PySpark provides a `pyspark.sql.DataFrame.sample()`, `pyspark.sql.DataFrame.sampleBy()`, `RDD.sample()`, and `RDD.takeSample()` methods to get the random sampling subset from the large dataset

In [0]:
dbutils.library.restartPython() # Removes Python state, but some libraries might not work without calling this command.dbutils.restartPython()

#### Load libraries

In [0]:
from pyspark.sql import SparkSession, Row
from pyspark.sql.types import IntegerType, DateType, StringType, StructType, StructField, ArrayType, MapType, DoubleType
from pyspark.sql.functions import lit, col, expr, when, sum, avg, max, min, mean, count, udf, explode, concat_ws

#### Create Spark session

In [0]:
spark = SparkSession.builder.appName('PySpark Random Sample').getOrCreate()

#### Using sample

By using fraction between 0 to 1, it returns the approximate number of the fraction of the dataset. For example, 0.1 returns 10% of the rows. However, this does not guarantee it returns the exact 10% of the records.

In [0]:
df=spark.range(100)
print(df.sample(0.06).collect())

#### Using seed to reproduce the same Samples 

Every time you run a `sample()`` function it returns a different set of sampling records, however sometimes during the development and testing phase you may need to regenerate the same sample every time as you need to compare the results from your previous run.

In [0]:
print(df.sample(0.1,123).collect())
print(df.sample(0.1,123).collect())

#### Sample withReplacement (May contain duplicates)

Some times you may need to get a random sample with repeated values. By using the value `true`, results in repeated values.

In [0]:
print(df.sample(True,0.3,123).collect()) # with duplicates
print(df.sample(False,0.3,123).collect()) # without duplicates
print(df.sample(0.3,123).collect()) # without duplicates

#### Stratified sampling

You can get Stratified sampling in PySpark without replacement by using `sampleBy()` method.

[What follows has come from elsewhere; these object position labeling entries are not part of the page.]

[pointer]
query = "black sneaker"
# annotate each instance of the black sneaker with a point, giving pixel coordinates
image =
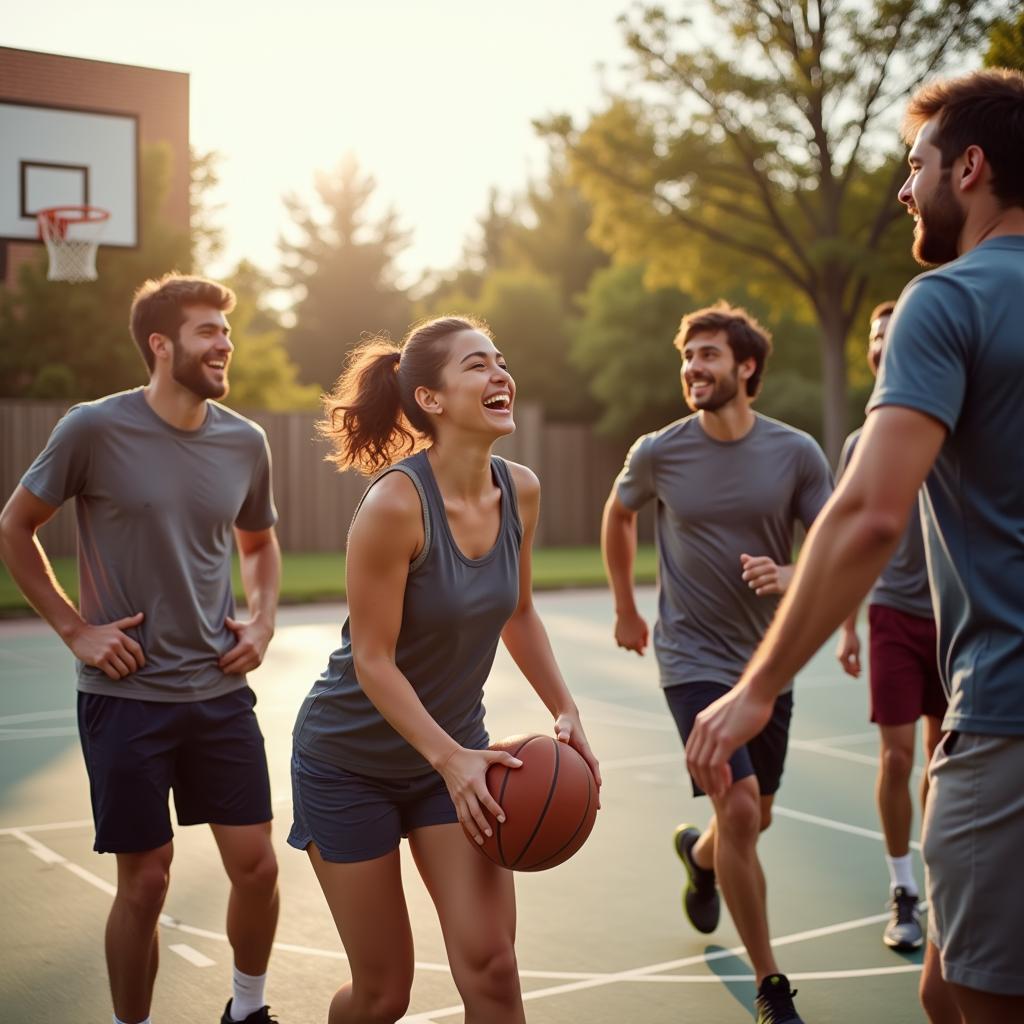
(700, 899)
(261, 1016)
(774, 1001)
(903, 933)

It returns a sampling fraction for each stratum. If a stratum is not specified, it takes zero as the default.

In [0]:
df2=df.select((df.id % 3).alias('key'))
print(df2.sampleBy('key', {0: 0.1, 1: 0.2},0).collect())

#### RDD Sample

PySpark RDD also provides `sample()` function to get a random sampling, it also has another signature `takeSample()` that returns an Array[].

In [0]:
rdd = spark.sparkContext.range(0,100)
print(rdd.sample(False,0.1,0).collect())
print(rdd.sample(True,0.3,123).collect())

In [0]:
#RDD takeSample() is an action you need to be careful using as it returns the selected sample records to driver memory.
#Returning too much data results in an out-of-memory error similar to collect().
print(rdd.takeSample(False,10,0))

In [0]:
print(rdd.takeSample(True,30,123))

#### The end of the notebook